An Amazon driver was told by her supervisor that she would lose her job if she stopped delivering packages, despite warnings of tornadoes in the area, according to a Bloomberg report.
The delivery driver told Bloomberg that her base was located in Edwardsville, Illinois — the same location where six Amazon employees died after a tornado struck a warehouse last week.
Around 80 minutes before the tornado struck the warehouse, the driver sent a message — seen and screenshot by Bloomberg — to the supervisor saying, "radio's been going off."
The supervisor told her to "just keep delivering," adding that "we can't just call people back for a warning unless Amazon tells us to," according to the text messages cited by Bloomberg. A person with knowledge of the situation confirmed to Bloomberg the authenticity of the messages between the driver and the supervisor.

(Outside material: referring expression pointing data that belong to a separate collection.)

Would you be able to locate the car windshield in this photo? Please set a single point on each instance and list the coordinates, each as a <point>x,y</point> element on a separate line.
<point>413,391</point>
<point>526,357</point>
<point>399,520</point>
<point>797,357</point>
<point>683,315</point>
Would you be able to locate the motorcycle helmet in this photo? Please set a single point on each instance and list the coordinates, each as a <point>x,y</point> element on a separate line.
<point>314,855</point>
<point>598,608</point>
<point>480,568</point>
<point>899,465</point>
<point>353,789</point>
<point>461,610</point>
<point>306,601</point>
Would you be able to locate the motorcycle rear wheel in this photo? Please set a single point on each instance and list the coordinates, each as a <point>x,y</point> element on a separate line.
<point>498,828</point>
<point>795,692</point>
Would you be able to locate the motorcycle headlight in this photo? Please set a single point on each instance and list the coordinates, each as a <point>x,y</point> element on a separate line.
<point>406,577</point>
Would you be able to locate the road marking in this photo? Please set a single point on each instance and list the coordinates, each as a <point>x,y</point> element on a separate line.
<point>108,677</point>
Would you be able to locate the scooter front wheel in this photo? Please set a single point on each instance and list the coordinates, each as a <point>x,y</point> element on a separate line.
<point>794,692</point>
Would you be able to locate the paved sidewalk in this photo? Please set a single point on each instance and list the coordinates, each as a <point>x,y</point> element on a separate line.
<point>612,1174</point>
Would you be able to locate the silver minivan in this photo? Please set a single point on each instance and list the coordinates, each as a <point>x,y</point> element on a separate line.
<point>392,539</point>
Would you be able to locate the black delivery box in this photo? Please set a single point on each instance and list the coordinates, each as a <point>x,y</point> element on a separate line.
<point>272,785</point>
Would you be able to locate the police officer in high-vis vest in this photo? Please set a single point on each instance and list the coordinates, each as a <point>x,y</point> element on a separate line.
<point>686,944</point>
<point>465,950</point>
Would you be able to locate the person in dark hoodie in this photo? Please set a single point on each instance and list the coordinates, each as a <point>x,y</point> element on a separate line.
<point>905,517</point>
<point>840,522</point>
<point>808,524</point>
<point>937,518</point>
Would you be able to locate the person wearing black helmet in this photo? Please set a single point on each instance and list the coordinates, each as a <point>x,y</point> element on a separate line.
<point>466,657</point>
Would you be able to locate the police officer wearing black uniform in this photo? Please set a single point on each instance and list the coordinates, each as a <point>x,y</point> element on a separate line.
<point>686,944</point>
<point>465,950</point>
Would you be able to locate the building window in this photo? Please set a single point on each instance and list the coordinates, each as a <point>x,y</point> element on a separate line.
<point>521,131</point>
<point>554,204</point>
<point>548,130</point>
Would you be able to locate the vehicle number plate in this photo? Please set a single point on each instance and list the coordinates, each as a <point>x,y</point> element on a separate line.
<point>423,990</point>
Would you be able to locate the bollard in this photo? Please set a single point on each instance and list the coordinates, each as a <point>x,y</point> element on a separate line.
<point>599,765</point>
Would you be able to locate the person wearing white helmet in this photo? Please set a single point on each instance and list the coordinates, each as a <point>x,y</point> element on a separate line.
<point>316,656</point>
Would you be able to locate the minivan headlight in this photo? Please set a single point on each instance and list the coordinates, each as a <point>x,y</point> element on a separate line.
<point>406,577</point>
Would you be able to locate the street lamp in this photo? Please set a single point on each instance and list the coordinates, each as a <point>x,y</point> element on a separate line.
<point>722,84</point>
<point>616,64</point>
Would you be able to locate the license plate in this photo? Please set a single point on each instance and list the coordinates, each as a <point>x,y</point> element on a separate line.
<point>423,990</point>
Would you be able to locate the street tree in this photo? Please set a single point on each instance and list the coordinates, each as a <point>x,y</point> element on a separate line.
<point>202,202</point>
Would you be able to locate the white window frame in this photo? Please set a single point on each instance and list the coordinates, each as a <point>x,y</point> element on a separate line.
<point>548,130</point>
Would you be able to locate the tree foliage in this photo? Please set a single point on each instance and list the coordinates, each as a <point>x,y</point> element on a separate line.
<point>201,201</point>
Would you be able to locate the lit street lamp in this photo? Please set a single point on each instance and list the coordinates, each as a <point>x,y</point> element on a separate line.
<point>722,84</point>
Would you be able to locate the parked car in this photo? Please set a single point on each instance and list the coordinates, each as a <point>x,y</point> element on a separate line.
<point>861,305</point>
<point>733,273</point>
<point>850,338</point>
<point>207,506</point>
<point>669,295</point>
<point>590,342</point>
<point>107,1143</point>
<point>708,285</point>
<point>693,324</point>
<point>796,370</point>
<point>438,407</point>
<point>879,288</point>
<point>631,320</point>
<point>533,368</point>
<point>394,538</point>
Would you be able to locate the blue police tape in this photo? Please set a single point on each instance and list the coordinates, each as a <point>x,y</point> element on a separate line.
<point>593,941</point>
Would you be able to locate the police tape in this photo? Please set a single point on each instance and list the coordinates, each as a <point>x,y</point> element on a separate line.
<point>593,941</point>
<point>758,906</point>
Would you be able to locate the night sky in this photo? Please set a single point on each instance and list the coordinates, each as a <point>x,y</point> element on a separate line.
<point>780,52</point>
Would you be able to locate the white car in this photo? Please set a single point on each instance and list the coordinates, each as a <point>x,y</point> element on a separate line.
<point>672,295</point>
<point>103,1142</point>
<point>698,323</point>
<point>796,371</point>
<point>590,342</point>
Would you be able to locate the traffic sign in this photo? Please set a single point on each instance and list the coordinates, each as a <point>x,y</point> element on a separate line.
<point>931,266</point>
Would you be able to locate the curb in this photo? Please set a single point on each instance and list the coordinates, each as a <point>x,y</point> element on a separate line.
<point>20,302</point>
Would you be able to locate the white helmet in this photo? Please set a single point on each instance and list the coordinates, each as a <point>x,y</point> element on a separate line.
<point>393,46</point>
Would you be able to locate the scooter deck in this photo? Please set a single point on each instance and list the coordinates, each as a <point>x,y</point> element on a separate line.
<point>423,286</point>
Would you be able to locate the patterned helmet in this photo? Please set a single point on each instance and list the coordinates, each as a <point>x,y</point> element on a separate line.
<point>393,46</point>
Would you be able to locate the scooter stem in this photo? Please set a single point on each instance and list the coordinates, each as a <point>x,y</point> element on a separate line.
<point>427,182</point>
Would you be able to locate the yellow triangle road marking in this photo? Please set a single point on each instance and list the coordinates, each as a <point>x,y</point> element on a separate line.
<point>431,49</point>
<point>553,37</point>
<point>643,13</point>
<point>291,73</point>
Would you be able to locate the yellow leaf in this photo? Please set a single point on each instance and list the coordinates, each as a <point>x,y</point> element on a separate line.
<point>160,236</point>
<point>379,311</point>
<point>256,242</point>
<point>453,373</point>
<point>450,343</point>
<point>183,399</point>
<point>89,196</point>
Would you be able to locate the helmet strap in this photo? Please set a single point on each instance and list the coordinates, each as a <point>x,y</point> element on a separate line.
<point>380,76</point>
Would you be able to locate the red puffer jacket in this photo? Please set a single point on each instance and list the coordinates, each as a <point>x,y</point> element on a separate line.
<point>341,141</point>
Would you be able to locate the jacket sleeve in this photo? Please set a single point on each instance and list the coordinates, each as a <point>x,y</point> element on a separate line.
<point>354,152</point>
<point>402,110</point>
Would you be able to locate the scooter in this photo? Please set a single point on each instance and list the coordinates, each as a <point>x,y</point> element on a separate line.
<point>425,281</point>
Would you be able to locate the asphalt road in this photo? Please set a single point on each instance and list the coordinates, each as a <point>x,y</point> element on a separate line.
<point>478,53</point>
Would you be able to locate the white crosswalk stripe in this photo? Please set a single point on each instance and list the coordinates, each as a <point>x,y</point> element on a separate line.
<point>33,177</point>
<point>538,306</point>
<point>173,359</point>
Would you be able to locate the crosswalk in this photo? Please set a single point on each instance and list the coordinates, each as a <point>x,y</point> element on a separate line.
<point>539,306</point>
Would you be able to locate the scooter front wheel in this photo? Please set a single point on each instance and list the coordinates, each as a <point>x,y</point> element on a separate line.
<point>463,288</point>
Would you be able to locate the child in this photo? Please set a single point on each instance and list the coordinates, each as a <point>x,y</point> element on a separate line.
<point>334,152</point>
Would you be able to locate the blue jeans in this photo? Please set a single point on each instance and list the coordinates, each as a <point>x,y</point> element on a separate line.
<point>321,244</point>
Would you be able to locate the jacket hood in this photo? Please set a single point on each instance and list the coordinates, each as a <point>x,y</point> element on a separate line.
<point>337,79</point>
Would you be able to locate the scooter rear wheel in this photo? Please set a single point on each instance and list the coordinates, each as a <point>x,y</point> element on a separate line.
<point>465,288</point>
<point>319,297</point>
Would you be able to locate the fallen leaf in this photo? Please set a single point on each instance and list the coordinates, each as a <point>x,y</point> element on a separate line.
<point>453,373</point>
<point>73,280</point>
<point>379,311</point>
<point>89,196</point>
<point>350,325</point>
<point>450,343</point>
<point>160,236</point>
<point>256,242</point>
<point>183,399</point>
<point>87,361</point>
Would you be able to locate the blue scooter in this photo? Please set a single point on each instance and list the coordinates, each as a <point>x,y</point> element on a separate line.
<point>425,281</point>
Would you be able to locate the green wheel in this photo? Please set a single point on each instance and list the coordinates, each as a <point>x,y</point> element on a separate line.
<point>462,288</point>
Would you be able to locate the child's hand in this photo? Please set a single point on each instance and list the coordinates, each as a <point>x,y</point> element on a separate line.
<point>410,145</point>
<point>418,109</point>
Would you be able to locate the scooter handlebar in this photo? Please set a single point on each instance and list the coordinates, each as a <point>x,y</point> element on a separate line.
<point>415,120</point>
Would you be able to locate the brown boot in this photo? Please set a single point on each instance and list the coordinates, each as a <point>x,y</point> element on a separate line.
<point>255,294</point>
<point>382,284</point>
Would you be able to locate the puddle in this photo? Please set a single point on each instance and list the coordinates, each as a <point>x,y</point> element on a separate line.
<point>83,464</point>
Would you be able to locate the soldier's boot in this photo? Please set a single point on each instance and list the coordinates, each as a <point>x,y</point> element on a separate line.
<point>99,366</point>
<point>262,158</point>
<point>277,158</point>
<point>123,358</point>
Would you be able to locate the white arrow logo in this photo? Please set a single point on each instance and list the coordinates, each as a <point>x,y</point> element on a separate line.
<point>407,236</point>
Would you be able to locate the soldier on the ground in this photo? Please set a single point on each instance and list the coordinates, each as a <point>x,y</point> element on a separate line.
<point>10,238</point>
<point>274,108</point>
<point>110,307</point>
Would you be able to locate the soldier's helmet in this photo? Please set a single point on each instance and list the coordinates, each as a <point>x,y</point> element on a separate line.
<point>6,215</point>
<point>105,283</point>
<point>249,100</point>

When the driver sent another message to her supervisor, around 30 minutes later, saying that she could hear tornado alarms, the supervisor replied to say she should continue with her deliveries, per the texts reported by Bloomberg.
The supervisor then sent another message, telling the driver to "shelter in place for now, I just got word from Amazon", per the texts seen by Bloomberg, before adding, "give it about 15-20 minutes and then continue as normal."
The driver then told her supervisor in a subsequent message that she was going to return to base in Edwardsville for her own personal safety, adding that there was no place to shelter near her and the storm would be on top of her in 30 minutes, Bloomberg reported.
"If you decided to come back, that choice is yours. But I can tell you it won't be viewed as for your own safety. The safest practice is to stay exactly where you are. If you decide to return with your packages, it will be viewed as you refusing your route, which will ultimately end with you not having a job come tomorrow morning," the supervisor then wrote in the text to the driver, per Bloomberg.
After a few more text messages, the supervisor told the driver to stop and find shelter in place because a tornado had hit the warehouse and she wouldn't be able to access it, Bloomberg reported.
Amazon didn't immediately respond to Insider's request for comment about the incident.
A company spokesperson told Bloomberg in a statement that the supervisor didn't follow the standard safety protocols. They should have told the driver to find shelter if the driver could hear tornado sirens, the spokesperson said.